Title: Controlling Light–matter Interactions with Plasmonic and Dielectric Architectures
When: Thursday, February 13, 2025, 12:00
Place: Department of Physics of Materials Science, Faculty of Sciences, Module 4, Seminar Room (5th Floor)
Speaker: Christos Tserkezis POLIMA—Center for Polariton-driven Light–Matter Interactions, University of Southern Denmark, Denmark.

Controlling and enhancing light–matter interactions plays a major role in a wide variety of technologies, from imaging and sensing to optical communications and quantum computing. The rapid advances in nanofabrication in the last 20 years have opened tremendous opportunities for unprecedented control of such interactions at the nanoscale, through a variety of different nanophotonic environment, that can modify the emission from nanoscopic light sources such as atoms, molecules, or larger biological complexes, but also artificial atoms such as quantum wells and dots, or defects in three- and two-dimensional nanostructures.
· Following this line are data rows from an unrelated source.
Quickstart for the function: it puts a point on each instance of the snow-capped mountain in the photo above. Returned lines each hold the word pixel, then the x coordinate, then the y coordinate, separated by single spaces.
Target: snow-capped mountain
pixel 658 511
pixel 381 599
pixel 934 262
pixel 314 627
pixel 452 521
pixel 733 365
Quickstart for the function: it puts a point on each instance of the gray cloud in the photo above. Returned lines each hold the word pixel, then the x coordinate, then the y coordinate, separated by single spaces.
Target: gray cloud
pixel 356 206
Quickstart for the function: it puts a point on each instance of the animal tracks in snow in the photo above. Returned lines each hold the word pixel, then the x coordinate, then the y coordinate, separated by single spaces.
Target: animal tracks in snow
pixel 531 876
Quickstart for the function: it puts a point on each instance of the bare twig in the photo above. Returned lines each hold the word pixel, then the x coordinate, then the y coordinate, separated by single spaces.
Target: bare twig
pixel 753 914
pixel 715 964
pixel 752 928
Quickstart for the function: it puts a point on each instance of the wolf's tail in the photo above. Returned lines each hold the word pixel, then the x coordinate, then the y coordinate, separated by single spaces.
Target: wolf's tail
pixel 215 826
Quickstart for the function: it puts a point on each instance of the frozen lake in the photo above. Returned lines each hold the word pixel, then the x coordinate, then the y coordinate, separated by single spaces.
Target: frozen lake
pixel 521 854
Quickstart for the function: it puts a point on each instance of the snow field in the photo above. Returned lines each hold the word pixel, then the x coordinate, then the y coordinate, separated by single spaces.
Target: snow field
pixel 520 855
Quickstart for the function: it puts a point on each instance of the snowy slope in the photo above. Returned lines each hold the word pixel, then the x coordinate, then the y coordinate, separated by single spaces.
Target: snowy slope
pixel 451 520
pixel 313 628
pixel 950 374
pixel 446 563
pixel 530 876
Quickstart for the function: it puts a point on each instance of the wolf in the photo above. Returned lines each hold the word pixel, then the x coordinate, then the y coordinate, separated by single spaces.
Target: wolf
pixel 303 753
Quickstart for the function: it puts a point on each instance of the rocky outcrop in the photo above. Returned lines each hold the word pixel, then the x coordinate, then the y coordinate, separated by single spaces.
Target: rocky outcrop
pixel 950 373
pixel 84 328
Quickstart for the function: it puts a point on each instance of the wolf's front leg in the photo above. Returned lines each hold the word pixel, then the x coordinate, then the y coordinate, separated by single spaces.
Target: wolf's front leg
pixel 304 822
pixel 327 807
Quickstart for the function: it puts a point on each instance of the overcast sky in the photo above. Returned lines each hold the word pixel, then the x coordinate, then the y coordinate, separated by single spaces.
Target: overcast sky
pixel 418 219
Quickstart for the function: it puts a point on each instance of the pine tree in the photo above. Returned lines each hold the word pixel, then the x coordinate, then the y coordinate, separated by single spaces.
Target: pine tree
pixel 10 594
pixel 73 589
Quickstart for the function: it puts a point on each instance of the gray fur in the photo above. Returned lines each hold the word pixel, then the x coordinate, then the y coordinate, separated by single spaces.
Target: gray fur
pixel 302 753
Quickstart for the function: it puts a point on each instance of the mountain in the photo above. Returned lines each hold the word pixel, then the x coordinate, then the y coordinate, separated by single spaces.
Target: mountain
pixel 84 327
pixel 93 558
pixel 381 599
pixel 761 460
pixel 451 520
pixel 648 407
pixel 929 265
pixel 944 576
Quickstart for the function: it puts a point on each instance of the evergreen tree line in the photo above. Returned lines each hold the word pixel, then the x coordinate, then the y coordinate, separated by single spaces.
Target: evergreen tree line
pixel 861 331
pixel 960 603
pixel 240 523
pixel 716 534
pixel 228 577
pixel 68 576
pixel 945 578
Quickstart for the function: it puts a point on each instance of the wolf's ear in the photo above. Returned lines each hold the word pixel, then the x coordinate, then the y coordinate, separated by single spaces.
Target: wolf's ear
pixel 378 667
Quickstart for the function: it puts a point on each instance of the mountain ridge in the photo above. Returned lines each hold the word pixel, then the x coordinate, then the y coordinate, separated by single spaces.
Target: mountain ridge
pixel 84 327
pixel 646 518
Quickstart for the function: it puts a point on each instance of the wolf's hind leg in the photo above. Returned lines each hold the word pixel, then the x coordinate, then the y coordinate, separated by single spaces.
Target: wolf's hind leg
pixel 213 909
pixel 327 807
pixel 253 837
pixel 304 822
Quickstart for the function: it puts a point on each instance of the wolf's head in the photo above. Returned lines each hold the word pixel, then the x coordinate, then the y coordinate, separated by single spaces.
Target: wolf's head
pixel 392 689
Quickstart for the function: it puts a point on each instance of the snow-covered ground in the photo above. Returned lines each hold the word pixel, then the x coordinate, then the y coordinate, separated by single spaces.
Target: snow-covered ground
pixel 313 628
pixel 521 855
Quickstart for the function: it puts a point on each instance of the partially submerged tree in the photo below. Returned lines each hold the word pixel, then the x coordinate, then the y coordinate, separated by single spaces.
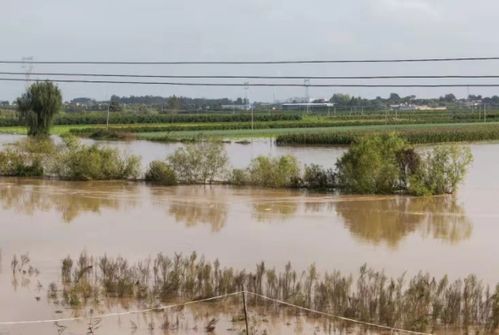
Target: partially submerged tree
pixel 38 106
pixel 387 164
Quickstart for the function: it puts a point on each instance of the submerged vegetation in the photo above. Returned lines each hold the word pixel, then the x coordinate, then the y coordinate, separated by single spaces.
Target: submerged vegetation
pixel 423 135
pixel 419 303
pixel 373 165
pixel 69 160
pixel 387 164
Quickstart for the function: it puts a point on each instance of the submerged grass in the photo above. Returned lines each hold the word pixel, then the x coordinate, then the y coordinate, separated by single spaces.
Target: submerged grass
pixel 420 302
pixel 425 135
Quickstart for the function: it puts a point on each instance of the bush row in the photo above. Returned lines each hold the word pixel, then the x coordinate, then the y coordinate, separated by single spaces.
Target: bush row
pixel 416 136
pixel 129 118
pixel 230 126
pixel 374 165
pixel 418 303
pixel 69 160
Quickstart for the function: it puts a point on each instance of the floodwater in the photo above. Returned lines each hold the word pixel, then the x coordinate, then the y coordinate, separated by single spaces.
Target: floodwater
pixel 50 220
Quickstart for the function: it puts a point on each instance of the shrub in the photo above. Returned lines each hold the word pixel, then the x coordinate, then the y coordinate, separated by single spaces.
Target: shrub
pixel 371 165
pixel 81 162
pixel 201 162
pixel 27 158
pixel 317 177
pixel 161 173
pixel 239 177
pixel 38 106
pixel 441 171
pixel 283 171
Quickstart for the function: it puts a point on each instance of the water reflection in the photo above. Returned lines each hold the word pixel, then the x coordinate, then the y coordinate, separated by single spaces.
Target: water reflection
pixel 199 205
pixel 69 199
pixel 375 220
pixel 389 220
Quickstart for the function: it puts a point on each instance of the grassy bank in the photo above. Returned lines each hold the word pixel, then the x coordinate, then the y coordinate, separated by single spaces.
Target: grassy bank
pixel 419 303
pixel 420 134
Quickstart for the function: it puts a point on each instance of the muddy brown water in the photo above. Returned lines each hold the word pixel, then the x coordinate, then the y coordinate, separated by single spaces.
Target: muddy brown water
pixel 242 226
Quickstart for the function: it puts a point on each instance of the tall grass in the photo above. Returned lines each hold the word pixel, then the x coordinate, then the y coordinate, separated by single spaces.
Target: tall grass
pixel 69 160
pixel 420 302
pixel 415 136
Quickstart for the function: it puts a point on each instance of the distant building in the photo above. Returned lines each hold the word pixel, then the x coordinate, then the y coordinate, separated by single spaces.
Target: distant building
pixel 412 107
pixel 304 105
pixel 236 107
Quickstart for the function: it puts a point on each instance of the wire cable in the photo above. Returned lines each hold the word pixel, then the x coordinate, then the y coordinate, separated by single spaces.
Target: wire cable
pixel 248 84
pixel 120 75
pixel 264 62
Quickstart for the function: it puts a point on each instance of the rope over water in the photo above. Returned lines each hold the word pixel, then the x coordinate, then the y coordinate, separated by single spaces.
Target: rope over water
pixel 165 307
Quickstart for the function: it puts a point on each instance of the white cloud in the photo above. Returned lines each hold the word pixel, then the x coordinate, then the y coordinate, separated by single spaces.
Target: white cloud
pixel 407 7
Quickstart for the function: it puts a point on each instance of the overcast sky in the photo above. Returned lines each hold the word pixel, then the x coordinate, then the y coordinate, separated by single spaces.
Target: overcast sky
pixel 162 30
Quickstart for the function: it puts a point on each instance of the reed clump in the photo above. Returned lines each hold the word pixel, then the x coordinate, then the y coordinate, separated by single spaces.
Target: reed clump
pixel 464 133
pixel 419 303
pixel 71 160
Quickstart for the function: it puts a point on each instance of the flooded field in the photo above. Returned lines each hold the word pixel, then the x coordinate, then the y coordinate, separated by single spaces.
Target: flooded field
pixel 49 220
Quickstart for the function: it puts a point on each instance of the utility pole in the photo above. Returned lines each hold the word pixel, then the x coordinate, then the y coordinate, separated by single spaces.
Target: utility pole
pixel 246 88
pixel 306 82
pixel 107 117
pixel 245 309
pixel 28 67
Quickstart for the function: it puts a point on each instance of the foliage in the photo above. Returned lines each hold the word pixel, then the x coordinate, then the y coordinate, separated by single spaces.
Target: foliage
pixel 437 134
pixel 371 165
pixel 386 164
pixel 418 303
pixel 75 161
pixel 281 171
pixel 161 173
pixel 28 158
pixel 199 163
pixel 316 177
pixel 239 177
pixel 441 171
pixel 38 106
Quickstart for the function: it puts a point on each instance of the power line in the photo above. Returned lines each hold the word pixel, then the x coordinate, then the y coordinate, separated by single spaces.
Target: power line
pixel 264 62
pixel 251 84
pixel 119 75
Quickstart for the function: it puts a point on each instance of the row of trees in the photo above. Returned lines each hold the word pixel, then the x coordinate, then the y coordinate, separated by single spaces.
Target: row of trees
pixel 345 100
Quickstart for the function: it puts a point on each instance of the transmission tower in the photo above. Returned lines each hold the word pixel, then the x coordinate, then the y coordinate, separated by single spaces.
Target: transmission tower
pixel 27 66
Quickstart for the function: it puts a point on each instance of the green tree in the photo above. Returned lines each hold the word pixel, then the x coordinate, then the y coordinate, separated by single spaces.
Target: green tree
pixel 38 106
pixel 371 165
pixel 441 171
pixel 199 163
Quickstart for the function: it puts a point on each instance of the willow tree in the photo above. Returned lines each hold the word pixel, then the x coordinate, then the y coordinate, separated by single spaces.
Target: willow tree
pixel 38 106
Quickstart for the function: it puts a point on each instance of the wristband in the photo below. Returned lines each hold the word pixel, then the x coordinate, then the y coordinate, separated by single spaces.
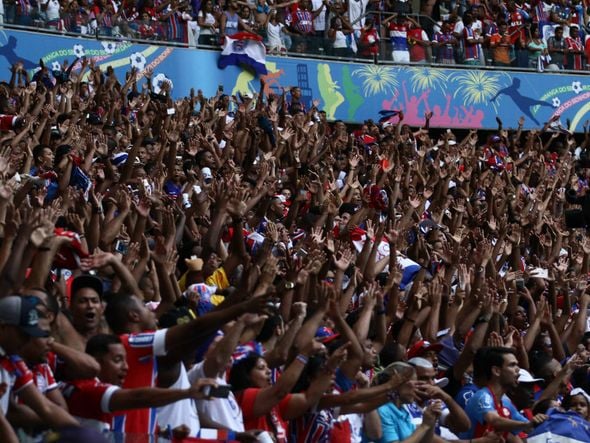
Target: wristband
pixel 302 359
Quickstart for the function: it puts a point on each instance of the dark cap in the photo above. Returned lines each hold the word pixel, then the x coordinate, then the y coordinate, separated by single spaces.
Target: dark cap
pixel 87 281
pixel 22 312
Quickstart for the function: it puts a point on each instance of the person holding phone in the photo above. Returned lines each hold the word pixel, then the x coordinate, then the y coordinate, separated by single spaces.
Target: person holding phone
pixel 101 401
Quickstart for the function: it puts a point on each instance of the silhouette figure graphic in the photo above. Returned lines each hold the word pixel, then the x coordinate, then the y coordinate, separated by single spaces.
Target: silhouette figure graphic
pixel 524 103
pixel 8 52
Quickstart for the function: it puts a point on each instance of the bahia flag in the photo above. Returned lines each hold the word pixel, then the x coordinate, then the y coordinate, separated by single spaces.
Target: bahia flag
pixel 244 49
pixel 561 427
Increasing the strength of the light–matter interaction, it is even possible to create hybrid states with a combined light/matter character, so-called polaritons. Here I will discuss some of our recent activities related to both the weak-coupling regime, where the decay rate of excited emitters is affected by a structured environment via the Purcell effect, and to the strong-coupling regime, where polaritons of different characters will be analysed. Focus will be placed on metallic nanoparticles, and the quantum corrections that need be included in their description when entering the extreme nanoscale, dielectric nanoparticles dominated by Mie resonances, and nanoparticles made of topological insulators, where surface states open new opportunities for bridging the so-called THz gap.